More than 1,500 people attended the Greater Houston Partnership's annual meeting at the Hilton Americas this week, hearing newly-elected board chairman John Hofmeister, president and chairman of Shell Oil. Hofmeister said Memorial Herman President and CEO Dan Wolterman is his selection for vice chairman of the 130-member board. The meeting centered on the Partnership's ten-year strategic plan to solidify Houston as a magnet for business. Partnership President and CEO Jeff Moseley said the plan's aggressive goals include the creation of new jobs, capital investment and foreign trade.
"When we met one year ago, there was an official roll-out of the Partnership's strategic plan, and a great portion of that had to do with growing jobs and economic development. You might remember that we said that we going to work towards creating 600,000 new jobs for the ten-county area. That we would work towards growing by $60 billion new economic investment. And that we would work towards—as a region—attracting $225 billion dollars in new foreign trade. And we're not simply on target to meet this series of goals, but in fact economists would say we're tracking ahead of these goals."

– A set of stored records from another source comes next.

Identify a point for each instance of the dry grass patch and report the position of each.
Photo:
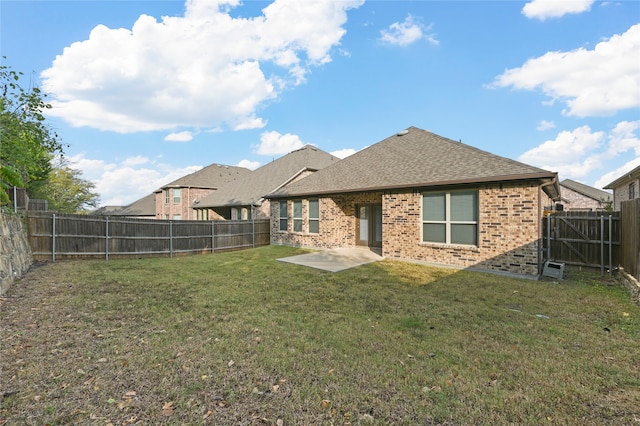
(239, 338)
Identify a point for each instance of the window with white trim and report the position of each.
(297, 216)
(450, 217)
(314, 216)
(284, 216)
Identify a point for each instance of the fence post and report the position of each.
(213, 236)
(602, 245)
(53, 239)
(106, 238)
(610, 248)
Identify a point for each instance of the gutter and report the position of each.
(507, 178)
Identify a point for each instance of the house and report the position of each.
(243, 199)
(577, 196)
(422, 197)
(175, 200)
(144, 208)
(626, 187)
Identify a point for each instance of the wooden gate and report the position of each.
(583, 239)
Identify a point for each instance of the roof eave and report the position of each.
(555, 194)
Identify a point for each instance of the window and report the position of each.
(450, 217)
(297, 216)
(284, 216)
(314, 216)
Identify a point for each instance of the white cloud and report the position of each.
(407, 32)
(543, 9)
(274, 143)
(619, 172)
(138, 160)
(343, 153)
(582, 152)
(121, 183)
(568, 145)
(204, 69)
(184, 136)
(545, 125)
(247, 164)
(594, 82)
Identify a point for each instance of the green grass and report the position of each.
(239, 338)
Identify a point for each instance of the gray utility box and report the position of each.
(553, 270)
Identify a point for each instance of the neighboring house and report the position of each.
(144, 208)
(175, 200)
(243, 198)
(577, 196)
(626, 187)
(107, 210)
(419, 196)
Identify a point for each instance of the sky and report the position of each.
(144, 92)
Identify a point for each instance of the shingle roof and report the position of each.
(213, 176)
(586, 190)
(251, 187)
(145, 206)
(414, 158)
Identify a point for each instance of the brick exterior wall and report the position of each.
(578, 201)
(509, 228)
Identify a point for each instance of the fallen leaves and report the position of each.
(168, 409)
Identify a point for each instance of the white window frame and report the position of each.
(448, 222)
(298, 221)
(312, 219)
(284, 216)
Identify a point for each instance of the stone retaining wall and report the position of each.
(15, 252)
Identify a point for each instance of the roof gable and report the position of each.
(413, 158)
(586, 190)
(625, 178)
(213, 176)
(250, 188)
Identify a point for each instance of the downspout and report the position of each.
(540, 217)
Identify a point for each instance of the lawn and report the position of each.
(240, 338)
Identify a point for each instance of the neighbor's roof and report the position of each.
(626, 178)
(212, 177)
(586, 190)
(145, 206)
(250, 188)
(415, 158)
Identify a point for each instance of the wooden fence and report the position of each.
(630, 237)
(583, 239)
(56, 236)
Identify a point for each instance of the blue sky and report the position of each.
(144, 92)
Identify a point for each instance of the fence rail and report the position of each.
(54, 236)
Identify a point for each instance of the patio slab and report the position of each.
(335, 260)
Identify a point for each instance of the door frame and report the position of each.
(373, 213)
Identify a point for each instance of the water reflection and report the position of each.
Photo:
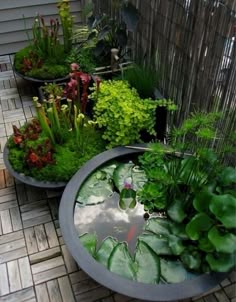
(107, 219)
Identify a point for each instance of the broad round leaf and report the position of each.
(205, 245)
(159, 244)
(224, 243)
(105, 250)
(224, 208)
(221, 262)
(127, 199)
(191, 259)
(199, 223)
(147, 263)
(228, 176)
(176, 245)
(159, 226)
(89, 241)
(121, 263)
(176, 211)
(95, 190)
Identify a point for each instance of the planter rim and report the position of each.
(148, 292)
(27, 179)
(39, 81)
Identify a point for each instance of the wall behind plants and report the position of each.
(193, 44)
(12, 25)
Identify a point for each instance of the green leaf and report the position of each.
(202, 200)
(95, 190)
(121, 263)
(148, 264)
(105, 250)
(221, 262)
(176, 211)
(191, 259)
(176, 245)
(178, 230)
(89, 241)
(228, 176)
(205, 245)
(159, 226)
(127, 199)
(159, 244)
(129, 174)
(173, 271)
(223, 242)
(224, 208)
(199, 223)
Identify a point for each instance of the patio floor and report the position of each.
(35, 264)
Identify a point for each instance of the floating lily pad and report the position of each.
(224, 208)
(199, 223)
(127, 199)
(173, 271)
(121, 263)
(223, 242)
(191, 259)
(105, 250)
(159, 244)
(159, 226)
(89, 241)
(96, 189)
(176, 245)
(221, 262)
(148, 264)
(176, 211)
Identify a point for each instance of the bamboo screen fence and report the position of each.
(193, 45)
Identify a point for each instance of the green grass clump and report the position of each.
(67, 157)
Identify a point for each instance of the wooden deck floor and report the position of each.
(35, 264)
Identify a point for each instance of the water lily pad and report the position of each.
(105, 250)
(89, 241)
(159, 244)
(96, 189)
(191, 259)
(127, 199)
(205, 245)
(176, 245)
(129, 175)
(221, 262)
(224, 208)
(223, 242)
(148, 264)
(159, 226)
(199, 223)
(173, 271)
(176, 211)
(121, 263)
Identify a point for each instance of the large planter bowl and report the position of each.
(27, 179)
(149, 292)
(40, 82)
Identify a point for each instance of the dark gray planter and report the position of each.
(30, 180)
(149, 292)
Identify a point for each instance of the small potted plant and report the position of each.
(45, 58)
(163, 225)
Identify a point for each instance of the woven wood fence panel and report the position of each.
(193, 45)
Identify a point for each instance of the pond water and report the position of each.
(107, 219)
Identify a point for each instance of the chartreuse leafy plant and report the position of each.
(195, 195)
(122, 114)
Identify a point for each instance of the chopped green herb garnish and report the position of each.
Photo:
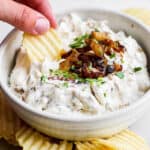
(74, 76)
(113, 55)
(120, 75)
(105, 94)
(79, 42)
(43, 78)
(136, 69)
(65, 84)
(73, 67)
(79, 62)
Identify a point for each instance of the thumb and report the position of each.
(23, 17)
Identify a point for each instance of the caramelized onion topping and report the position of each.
(90, 61)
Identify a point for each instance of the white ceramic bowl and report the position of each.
(71, 128)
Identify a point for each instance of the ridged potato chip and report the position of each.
(90, 146)
(9, 121)
(38, 47)
(140, 13)
(126, 140)
(30, 139)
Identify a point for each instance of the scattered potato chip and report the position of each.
(40, 46)
(90, 146)
(9, 121)
(126, 140)
(30, 139)
(140, 13)
(23, 60)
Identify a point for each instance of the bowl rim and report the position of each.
(58, 117)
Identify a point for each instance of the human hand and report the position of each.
(32, 16)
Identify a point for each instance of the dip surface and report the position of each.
(50, 89)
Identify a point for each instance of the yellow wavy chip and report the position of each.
(29, 139)
(140, 13)
(126, 140)
(9, 121)
(40, 46)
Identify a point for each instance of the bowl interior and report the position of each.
(116, 21)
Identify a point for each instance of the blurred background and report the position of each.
(142, 126)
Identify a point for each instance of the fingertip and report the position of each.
(41, 26)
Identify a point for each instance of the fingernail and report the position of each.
(42, 25)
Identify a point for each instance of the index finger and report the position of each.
(44, 7)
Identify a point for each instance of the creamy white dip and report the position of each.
(53, 96)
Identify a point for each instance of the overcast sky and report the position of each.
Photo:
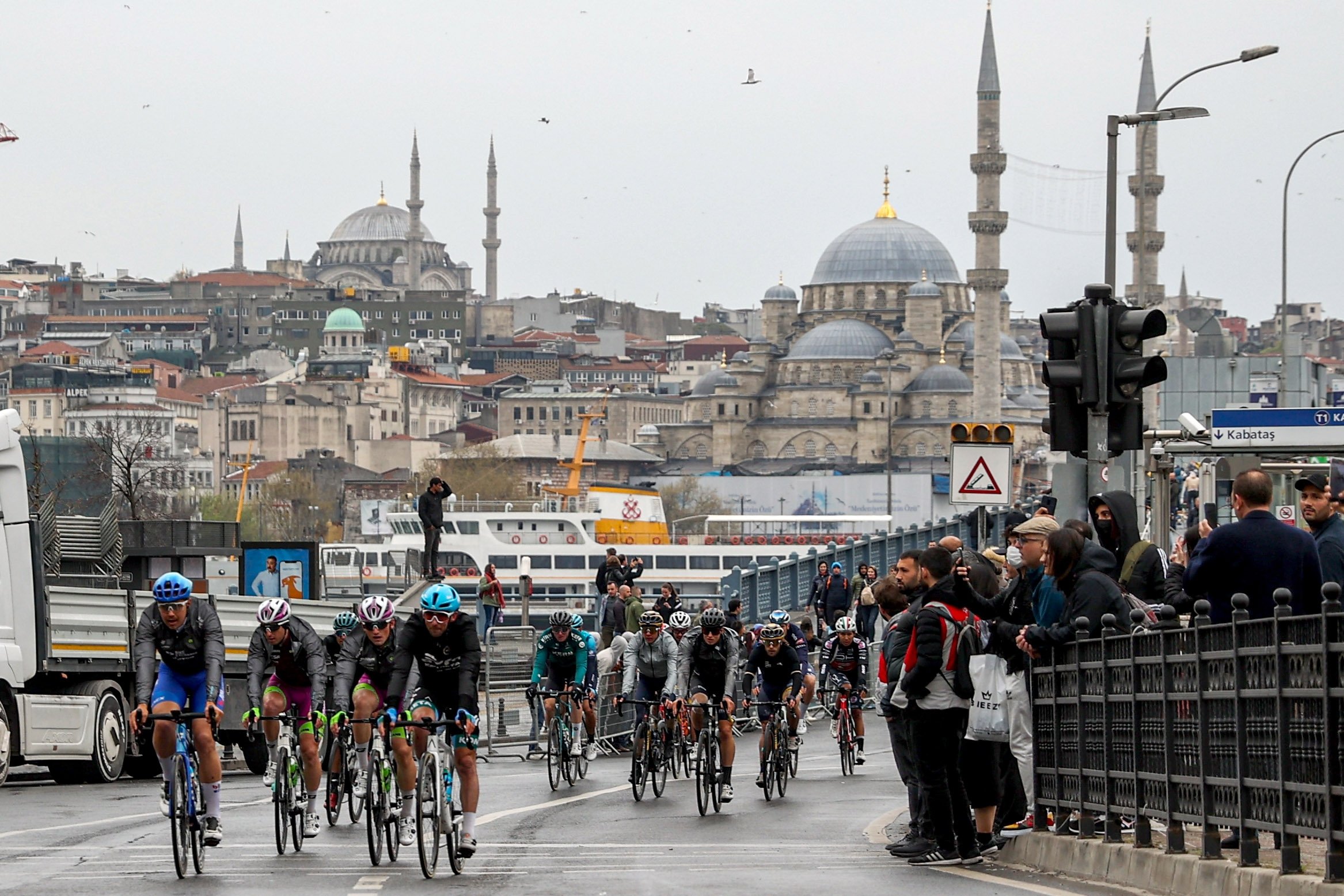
(660, 175)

The Partnership has raised more than $20 million for "Opportunity Houston," a $40 million campaign supporting the strategic plan.

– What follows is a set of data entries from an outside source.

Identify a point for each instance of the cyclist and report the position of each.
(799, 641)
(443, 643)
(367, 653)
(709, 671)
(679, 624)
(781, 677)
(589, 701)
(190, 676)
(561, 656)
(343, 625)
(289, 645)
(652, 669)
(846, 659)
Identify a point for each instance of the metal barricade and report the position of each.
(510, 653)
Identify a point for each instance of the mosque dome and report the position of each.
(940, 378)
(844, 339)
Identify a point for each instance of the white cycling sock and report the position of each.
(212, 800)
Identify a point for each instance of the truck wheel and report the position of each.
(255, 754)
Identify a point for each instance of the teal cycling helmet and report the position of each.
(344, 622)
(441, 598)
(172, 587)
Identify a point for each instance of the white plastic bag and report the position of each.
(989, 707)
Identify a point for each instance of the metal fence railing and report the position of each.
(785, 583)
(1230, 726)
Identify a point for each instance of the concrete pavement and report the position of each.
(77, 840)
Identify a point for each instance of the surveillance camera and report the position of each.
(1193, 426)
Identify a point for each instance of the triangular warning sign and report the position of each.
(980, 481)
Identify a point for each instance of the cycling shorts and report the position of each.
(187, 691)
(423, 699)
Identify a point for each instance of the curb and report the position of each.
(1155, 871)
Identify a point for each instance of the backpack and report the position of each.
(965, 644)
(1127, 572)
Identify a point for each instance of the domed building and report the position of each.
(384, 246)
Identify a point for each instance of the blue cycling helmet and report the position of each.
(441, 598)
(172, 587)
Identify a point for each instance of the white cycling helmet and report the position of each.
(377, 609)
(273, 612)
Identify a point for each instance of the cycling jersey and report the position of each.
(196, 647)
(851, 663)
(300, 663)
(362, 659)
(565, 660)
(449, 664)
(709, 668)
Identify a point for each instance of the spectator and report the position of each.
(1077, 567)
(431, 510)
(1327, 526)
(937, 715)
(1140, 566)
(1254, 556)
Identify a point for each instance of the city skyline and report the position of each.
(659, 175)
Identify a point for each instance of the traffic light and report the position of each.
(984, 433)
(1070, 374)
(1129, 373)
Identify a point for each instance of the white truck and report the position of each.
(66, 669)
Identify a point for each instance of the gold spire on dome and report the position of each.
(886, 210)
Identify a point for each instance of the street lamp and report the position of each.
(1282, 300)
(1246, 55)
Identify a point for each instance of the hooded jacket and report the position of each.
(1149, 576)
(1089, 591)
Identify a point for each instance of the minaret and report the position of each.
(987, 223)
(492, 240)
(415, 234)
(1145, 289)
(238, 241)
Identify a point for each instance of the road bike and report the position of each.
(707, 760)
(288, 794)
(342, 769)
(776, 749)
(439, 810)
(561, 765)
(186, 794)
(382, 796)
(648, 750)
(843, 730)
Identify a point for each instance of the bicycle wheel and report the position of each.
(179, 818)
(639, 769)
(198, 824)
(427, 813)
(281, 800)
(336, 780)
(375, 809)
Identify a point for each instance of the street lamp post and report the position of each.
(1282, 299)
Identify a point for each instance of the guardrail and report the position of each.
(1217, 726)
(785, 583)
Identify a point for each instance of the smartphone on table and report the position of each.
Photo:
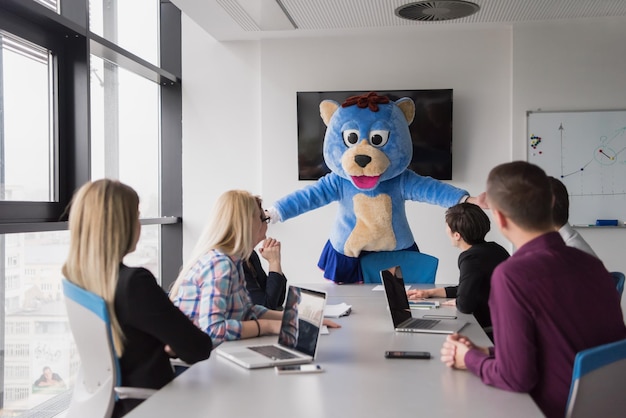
(422, 355)
(299, 368)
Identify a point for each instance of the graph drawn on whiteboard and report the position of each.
(587, 152)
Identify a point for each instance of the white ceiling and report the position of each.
(228, 20)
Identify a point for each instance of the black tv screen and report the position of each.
(431, 131)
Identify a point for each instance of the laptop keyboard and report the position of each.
(422, 323)
(273, 352)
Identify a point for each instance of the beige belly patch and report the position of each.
(373, 231)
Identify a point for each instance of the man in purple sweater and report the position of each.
(540, 298)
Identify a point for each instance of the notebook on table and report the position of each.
(401, 316)
(298, 337)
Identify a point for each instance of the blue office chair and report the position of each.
(597, 389)
(618, 277)
(98, 383)
(416, 267)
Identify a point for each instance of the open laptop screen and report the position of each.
(396, 295)
(302, 318)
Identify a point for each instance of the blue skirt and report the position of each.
(343, 269)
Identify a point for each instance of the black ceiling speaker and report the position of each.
(433, 11)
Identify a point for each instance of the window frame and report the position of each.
(68, 36)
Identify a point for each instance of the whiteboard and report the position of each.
(587, 152)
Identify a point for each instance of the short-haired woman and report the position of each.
(466, 226)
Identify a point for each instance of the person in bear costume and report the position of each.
(368, 148)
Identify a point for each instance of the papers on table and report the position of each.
(381, 288)
(335, 311)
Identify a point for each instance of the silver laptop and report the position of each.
(298, 337)
(403, 320)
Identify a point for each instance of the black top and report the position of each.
(149, 321)
(475, 267)
(267, 290)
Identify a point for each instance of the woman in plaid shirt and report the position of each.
(211, 287)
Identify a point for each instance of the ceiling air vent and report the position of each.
(432, 11)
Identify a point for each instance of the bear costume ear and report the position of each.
(408, 108)
(328, 108)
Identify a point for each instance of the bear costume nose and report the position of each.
(362, 160)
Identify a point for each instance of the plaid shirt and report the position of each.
(214, 296)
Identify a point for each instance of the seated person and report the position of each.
(210, 288)
(560, 216)
(536, 298)
(467, 225)
(147, 328)
(266, 289)
(48, 379)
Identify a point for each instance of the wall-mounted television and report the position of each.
(431, 131)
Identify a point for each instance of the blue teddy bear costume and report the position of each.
(368, 148)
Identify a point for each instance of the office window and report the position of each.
(118, 20)
(27, 140)
(36, 329)
(103, 102)
(125, 131)
(51, 4)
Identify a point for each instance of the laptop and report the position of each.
(403, 320)
(298, 338)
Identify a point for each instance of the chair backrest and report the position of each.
(597, 388)
(98, 375)
(618, 277)
(416, 267)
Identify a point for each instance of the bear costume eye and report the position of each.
(350, 137)
(379, 138)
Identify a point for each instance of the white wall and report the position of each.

The Woodlands-based CB&I has been awarded a $75 million contract for an upgrade project at a Caribbean oil refinery. The engineering and construction firm will revamp and expand the refinery's fluid catalytic cracking unit as well as its Merox liquefied petroleum gas unit. Completion is expected in the fourth quarter of 2008.
Houston-based Smith & Associates has opened a sales office in Tokyo. Smith Japan will be supported by Smith's in-house quality control, testing and shipping facilities in Houston, as well as in Hong Kong and Amsterdam. Smith & Associates is an independent distributor of semiconductors and electronic components to manufacturers and resellers of high-technology and computer equipment.
U.S. Agriculture Secretary Mike Johanns says the nation's farm policy must shift away from only protecting the pocketbooks of producers. Johanns told the Beltwide Cotton Conference in New Orleans that change is necessary to withstand international scrutiny now that most U.S. cotton is exported. About 80 percent of American-grown cotton goes to markets outside the country. Johanns says to ignore that when writing the 2007 farm bill could invite further world trade organization complaints. Farm support payments have long been a source of contention in trade negotiations between wealthy and developing nations.